Sal Bernal

Personal information
- Full name: Salvador Bernal Flores
- Date of birth: August 13, 1992 (age 33)
- Place of birth: Morelia, Mexico
- Height: 1.70 m (5 ft 7 in)
- Position: Forward

Youth career
- Neusport FC

College career
- Years: Team / Apps / (Gls)
- 2011–2014: UNLV Rebels / 72 / (26)

Senior career*
- Years: Team / Apps / (Gls)
- 2014: Las Vegas Mobsters / 12 / (5)
- 2015–2016: Toronto FC II / 35 / (3)
- 2017: Las Vegas Mobsters

= Salvador Bernal (footballer) =

Mexican footballer (born 1992)

Salvador Bernal Flores (born August 13, 1992) is a Mexican former footballer.

==Early life==
Bernal was born in Mexico and moved to the United States at age seven, earning a work permit through the DACA program. Bernal played youth soccer with Neusport FC in Las Vegas, winning multiple state cup titles. He attended Ed W. Clark High School, where he holds the school record for most goals in a season, was named a two-time region player of the year in 2009 and 2010, and earned first team all-state honors, while leading Clark High to a conference championship and the state semifinals.

==College career==
In 2011, Bernal began attending the University of Nevada, Las Vegas, where he played for the men's soccer team. He scored his first collegiate goal on September 3, 2011 against the Cal State Fullerton Titans. On October 16, 2011, he scored a brace against the Denver Pioneers. In his freshman season, he led the team in scoring with 14 points and was named the MPSF Newcomer of the Year, was named an All-MPSF First Team All-Star and College Soccer News All-Freshman Third Team honors. In his sophomore season, he earned NSCAA All-Far West Third Team honors and was named to the All-MPSF First Team for the second consecutive year.

In his junior season, he once again was named to the NSCAA All-Far West Region Third Team, as well as being named to the All-WAC First Team. On August 31, 2014, scored a hat trick against in a 4-3 victory over the Bradley Braves, a performance which earned him national Team of the Week honors. In his senior season, he helped UNLV win the WAC title and was named a College Soccer News 2014 Men's Second Team All-American and a NSCAA Third Team All-American. He was also named to the NSCAA All-Far West Region First Team, the WAC Offensive Player of the Year, and a All-WAC First Team, becoming the first player in team history to be named first-team all-conference all four years. He was also named the UNLV Sportsman of the Year for the 2014-15 season. After the season, he was invited to the MLS Combine, ahead of the MLS SuperDraft. Over his four years, he made a total of 72 appearances for the Rebels, scoring 26 goals and adding 16 assists.

==Club career==
In 2014, Bernal played with the Las Vegas Mobsters in the Premier Development League.

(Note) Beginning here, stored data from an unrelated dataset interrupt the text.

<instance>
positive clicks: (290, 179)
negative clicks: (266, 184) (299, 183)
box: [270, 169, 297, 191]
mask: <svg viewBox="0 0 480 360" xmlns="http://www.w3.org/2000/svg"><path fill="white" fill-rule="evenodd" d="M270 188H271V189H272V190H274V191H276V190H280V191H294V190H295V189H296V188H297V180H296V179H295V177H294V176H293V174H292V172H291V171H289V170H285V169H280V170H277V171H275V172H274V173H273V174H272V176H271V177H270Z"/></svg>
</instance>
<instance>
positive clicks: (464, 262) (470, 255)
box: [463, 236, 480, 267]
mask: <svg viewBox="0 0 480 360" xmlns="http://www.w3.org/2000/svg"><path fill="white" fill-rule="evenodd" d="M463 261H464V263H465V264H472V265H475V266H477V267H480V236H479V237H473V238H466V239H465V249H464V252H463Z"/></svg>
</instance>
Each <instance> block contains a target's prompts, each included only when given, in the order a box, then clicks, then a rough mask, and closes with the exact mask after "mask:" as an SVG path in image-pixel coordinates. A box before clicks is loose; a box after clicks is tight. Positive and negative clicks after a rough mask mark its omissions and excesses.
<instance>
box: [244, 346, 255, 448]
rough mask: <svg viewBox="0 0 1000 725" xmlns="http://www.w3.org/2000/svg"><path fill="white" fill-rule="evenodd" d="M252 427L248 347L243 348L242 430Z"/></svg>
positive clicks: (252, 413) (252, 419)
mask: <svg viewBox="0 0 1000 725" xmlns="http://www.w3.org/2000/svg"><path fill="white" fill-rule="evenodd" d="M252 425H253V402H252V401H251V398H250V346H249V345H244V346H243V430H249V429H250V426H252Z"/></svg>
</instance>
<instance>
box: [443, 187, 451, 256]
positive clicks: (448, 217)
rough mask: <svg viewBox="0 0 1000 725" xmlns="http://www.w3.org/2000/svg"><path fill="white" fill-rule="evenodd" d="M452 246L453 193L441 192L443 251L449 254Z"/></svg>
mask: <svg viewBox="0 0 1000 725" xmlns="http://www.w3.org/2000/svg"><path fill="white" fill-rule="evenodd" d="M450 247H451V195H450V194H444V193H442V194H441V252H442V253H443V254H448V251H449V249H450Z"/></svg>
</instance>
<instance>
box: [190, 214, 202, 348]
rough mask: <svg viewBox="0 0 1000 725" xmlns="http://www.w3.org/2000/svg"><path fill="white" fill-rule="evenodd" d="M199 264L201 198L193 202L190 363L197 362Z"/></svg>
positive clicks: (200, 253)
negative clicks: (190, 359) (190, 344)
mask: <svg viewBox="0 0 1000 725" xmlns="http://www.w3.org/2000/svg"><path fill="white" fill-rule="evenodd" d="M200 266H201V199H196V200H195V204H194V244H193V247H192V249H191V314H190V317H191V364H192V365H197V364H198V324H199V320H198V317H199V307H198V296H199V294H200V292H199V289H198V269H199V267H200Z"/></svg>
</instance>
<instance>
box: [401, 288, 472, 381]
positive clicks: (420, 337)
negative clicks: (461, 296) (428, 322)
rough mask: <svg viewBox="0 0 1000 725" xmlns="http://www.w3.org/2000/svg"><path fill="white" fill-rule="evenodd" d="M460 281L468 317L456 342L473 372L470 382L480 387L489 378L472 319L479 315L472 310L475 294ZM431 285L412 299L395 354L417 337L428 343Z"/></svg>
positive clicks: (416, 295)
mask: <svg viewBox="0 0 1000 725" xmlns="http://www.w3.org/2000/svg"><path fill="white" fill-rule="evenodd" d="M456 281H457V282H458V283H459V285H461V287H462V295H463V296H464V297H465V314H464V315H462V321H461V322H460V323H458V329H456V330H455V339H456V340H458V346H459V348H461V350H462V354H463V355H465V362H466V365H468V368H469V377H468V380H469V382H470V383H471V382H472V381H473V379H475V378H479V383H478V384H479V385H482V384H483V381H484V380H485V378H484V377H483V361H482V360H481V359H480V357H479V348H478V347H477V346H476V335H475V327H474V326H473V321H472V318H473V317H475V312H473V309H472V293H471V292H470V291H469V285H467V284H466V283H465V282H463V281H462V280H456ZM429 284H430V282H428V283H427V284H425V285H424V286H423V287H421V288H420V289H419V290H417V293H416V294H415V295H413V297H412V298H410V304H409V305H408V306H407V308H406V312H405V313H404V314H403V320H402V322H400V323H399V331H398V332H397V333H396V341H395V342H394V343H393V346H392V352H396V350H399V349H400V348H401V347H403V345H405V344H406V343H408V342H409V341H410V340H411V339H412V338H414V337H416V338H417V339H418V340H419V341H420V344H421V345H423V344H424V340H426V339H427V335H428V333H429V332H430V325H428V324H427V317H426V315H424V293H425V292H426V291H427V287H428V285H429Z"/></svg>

In January 2015, Bernal was selected in the fourth round (70th overall) of the 2015 MLS SuperDraft by Toronto FC. In March 2015, he signed a professional contract with the second team, Toronto FC II in the USL. After missing the beginning of the season due to visa issues, Bernal made his professional debut on July 24, 2015, in a 1–0 win against the Charleston Battery. He scored his first professional goals on September 19, 2015, scoring both goals in a 2-2 draw against the Wilmington Hammerheads.

In 2017, he returned to the Las Vegas Mobsters, now in the United Premier Soccer League.